I’ve always been captivated by a Resurrection Sunday event recorded in Luke 24. Two followers of Jesus were heading out of town totally depressed. In talking about their friends murder by crucifixion they said, “But we were hoping that it was He who was going to redeem Israel.” Notice the first four words of that phrase: “But we were hoping …” My guess is there’s not a one of us that hasn’t at one time or another said a phrase similar to that.

“But I had hoped… the company downsizing wouldn’t affect me.” “…My son, my daughter, was finally growing up, and finally getting their act together, finally over that addiction.” “…To be married by now, have children by now.” “…We’d seen the last of the cancer in our family.” “…We’d be able to have a child, another child.” “…That we’d have a healthy child.”

“But I had hoped… that when we said those words ‘til death do us part’ that our marriage would be forever.” “…That when we moved to Cadillac it was going to be the best days ahead of us.” “I hoped one thing, but then in reality it was another. I wanted this, but it turned out differently.”

It was a number of years ago, but I remember seeing Bob Hamlet, a ministry brother who passed away a few months ago, share a concert of music. Bob sang a song he wrote that spoke of the wonderful mother his wife, Robin, is as she cared for their first-born child Jonathan who was born with a birth defect that, basically, placed him in a state where he was unable to care for himself.

When Jonathan was 21 they had to place him in a facility that could give him the care he required. But for all those years prior they lived every day with wheelchairs, and special beds, with a child unable to feed himself, bathe himself, dress himself or go to the bathroom himself.

Bob and his wife for 21 years had cared for this child, day in, day out. Rarely in that time had they taken a family vacation. They hardly knew what it was to get away for a few days at a spring break. This was their life. Sometimes the difficult road that you’re traveling down is not just for a few days or a few weeks; sometimes it’s years. Sometimes it’s a lifetime.

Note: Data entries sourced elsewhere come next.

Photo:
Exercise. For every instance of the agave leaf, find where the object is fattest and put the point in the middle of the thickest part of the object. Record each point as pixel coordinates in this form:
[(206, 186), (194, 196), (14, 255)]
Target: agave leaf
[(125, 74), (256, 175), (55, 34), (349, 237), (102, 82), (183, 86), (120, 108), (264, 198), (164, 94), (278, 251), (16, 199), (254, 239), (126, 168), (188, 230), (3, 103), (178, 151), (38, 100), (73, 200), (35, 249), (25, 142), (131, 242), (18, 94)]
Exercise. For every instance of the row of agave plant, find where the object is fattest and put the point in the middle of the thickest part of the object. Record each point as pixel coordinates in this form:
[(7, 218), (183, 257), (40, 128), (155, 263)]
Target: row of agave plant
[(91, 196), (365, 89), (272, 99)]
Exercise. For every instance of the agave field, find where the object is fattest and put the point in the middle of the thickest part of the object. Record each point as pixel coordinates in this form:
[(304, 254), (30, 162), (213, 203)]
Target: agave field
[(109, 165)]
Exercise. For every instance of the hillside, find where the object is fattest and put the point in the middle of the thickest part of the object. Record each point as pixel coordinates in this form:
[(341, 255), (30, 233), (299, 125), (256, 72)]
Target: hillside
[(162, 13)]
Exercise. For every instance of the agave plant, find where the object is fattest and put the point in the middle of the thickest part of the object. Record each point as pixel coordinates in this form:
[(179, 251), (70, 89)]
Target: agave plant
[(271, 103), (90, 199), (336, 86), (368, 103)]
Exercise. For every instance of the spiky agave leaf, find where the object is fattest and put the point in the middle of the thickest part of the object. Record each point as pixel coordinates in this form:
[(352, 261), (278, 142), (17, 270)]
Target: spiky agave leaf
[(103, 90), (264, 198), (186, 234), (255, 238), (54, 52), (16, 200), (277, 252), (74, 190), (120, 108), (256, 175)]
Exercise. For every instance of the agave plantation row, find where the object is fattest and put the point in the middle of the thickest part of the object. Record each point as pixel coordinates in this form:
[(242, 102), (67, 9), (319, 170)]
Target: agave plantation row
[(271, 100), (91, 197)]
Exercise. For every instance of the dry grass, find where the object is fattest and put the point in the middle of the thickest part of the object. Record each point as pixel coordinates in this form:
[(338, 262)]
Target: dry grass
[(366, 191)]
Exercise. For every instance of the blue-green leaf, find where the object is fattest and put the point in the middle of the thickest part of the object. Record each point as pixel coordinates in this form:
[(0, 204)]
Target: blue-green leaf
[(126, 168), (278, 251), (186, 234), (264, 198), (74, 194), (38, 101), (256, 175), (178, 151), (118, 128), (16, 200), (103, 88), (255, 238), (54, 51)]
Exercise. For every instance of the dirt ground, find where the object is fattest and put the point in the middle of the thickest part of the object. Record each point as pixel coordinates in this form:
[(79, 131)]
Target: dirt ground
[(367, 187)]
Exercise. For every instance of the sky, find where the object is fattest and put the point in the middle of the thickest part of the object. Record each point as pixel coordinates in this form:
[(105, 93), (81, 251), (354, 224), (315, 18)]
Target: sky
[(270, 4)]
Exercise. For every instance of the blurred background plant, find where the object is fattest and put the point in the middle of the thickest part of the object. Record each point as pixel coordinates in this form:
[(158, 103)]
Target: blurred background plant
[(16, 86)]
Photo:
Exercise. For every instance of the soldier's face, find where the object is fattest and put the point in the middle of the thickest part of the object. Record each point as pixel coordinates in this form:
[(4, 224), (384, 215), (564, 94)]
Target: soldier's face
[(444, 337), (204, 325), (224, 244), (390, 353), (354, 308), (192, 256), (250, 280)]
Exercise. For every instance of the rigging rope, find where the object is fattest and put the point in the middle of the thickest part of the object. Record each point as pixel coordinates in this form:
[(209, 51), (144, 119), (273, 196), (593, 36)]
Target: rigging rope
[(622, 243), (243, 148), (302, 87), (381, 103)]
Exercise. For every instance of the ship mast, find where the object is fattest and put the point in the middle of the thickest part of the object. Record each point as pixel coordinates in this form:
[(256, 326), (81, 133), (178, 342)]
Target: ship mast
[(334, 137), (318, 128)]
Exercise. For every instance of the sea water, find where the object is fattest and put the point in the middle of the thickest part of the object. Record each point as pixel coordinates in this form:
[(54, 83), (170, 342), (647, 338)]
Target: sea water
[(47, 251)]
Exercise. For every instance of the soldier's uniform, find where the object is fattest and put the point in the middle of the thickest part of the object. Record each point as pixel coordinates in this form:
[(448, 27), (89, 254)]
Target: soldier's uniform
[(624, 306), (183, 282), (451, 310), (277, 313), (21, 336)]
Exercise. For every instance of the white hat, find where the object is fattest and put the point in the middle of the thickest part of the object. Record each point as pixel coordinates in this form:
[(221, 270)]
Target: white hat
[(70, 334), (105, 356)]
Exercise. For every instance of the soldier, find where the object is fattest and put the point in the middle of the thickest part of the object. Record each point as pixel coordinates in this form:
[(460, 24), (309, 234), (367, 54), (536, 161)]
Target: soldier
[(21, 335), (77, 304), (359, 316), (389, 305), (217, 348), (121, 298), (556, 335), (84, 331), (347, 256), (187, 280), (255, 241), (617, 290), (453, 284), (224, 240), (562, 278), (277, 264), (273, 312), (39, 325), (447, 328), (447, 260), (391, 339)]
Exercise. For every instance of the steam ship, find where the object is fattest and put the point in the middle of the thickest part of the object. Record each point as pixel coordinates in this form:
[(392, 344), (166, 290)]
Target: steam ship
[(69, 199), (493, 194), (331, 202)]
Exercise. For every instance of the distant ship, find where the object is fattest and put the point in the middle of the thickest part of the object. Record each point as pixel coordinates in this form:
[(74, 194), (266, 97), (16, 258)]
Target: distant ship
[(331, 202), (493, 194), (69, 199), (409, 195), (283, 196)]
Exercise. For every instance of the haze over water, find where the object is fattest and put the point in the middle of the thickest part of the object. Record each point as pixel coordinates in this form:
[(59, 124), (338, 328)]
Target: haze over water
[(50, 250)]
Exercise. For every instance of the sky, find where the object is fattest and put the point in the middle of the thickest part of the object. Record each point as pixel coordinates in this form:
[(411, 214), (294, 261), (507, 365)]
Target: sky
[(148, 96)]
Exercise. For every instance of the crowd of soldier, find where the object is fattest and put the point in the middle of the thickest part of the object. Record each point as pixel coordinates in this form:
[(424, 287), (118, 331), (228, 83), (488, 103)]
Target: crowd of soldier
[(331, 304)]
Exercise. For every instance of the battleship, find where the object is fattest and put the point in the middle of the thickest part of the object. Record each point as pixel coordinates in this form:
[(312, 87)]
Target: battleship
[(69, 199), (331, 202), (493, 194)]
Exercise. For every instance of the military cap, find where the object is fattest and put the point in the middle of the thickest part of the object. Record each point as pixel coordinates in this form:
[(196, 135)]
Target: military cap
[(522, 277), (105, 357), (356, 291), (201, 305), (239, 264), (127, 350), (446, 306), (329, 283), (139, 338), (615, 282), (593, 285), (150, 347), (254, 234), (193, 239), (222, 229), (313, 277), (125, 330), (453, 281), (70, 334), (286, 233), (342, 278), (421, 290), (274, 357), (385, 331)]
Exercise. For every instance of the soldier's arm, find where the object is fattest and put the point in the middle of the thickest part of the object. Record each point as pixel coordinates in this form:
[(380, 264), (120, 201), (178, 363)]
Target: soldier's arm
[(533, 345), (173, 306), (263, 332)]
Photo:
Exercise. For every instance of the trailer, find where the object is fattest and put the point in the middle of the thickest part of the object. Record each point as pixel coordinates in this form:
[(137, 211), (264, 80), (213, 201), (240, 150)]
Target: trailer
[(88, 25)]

Some of you reading this will be in a wheelchair for a lifetime. For others, you’ve come to realize that Alzheimer’s always gets progressively worse. There are some parents with children that have disabilities for which there are no cures. And they live with them every day. Sometimes we wonder if the hope we talk about, yeah, it’s grace for the road behind me, for all my past sins and mistakes. But what about for the road that I’m traveling on right now, and where I’m headed? It’s the road of broken dreams. It’s a road of disillusionment.

It was a road very much like this one that these two of the followers of Jesus, on the tail end of that first Resurrection Sunday, were traveling on. These guys, man, they had the hope knocked out of them. They had left family, they had left careers, and they had left relationships, everything, to follow Jesus. They thought He was going to set up his great earthly kingdom, free them from Roman occupation and oppression. And now Jesus is dead.

These two disciples were despondent, they were down. They were headed West at the end of the day, so the sun was in their eyes. And they didn’t recognize this fellow who, all of a sudden, was traveling with them. God kept them from realizing Who it was. They didn’t know that hope was right under their noses. They didn’t know that the Person with them was the One they followed: Jesus Christ!

This was the second person of the Trinity. The Son of God. They didn’t realize that this was He who they had come to realize was their source of strength and power. Do you know when they came to see Who it really was? It was when they slowed down. Luke 24:30 says, “When He” — Jesus — “was at the table with them; He took bread, gave thanks, broke it and began to give it to them. Then their eyes were opened and they recognized Him …”

When they slowed down for a moment, they opened their eyes and realized: “We’re not alone. God really is with us.” You know my prayer for some of you who’ve been traveling down difficult roads in your life has been this… that maybe today, you would slow down long enough and open your eyes and recognize the God Who slows down in order for you to catch up!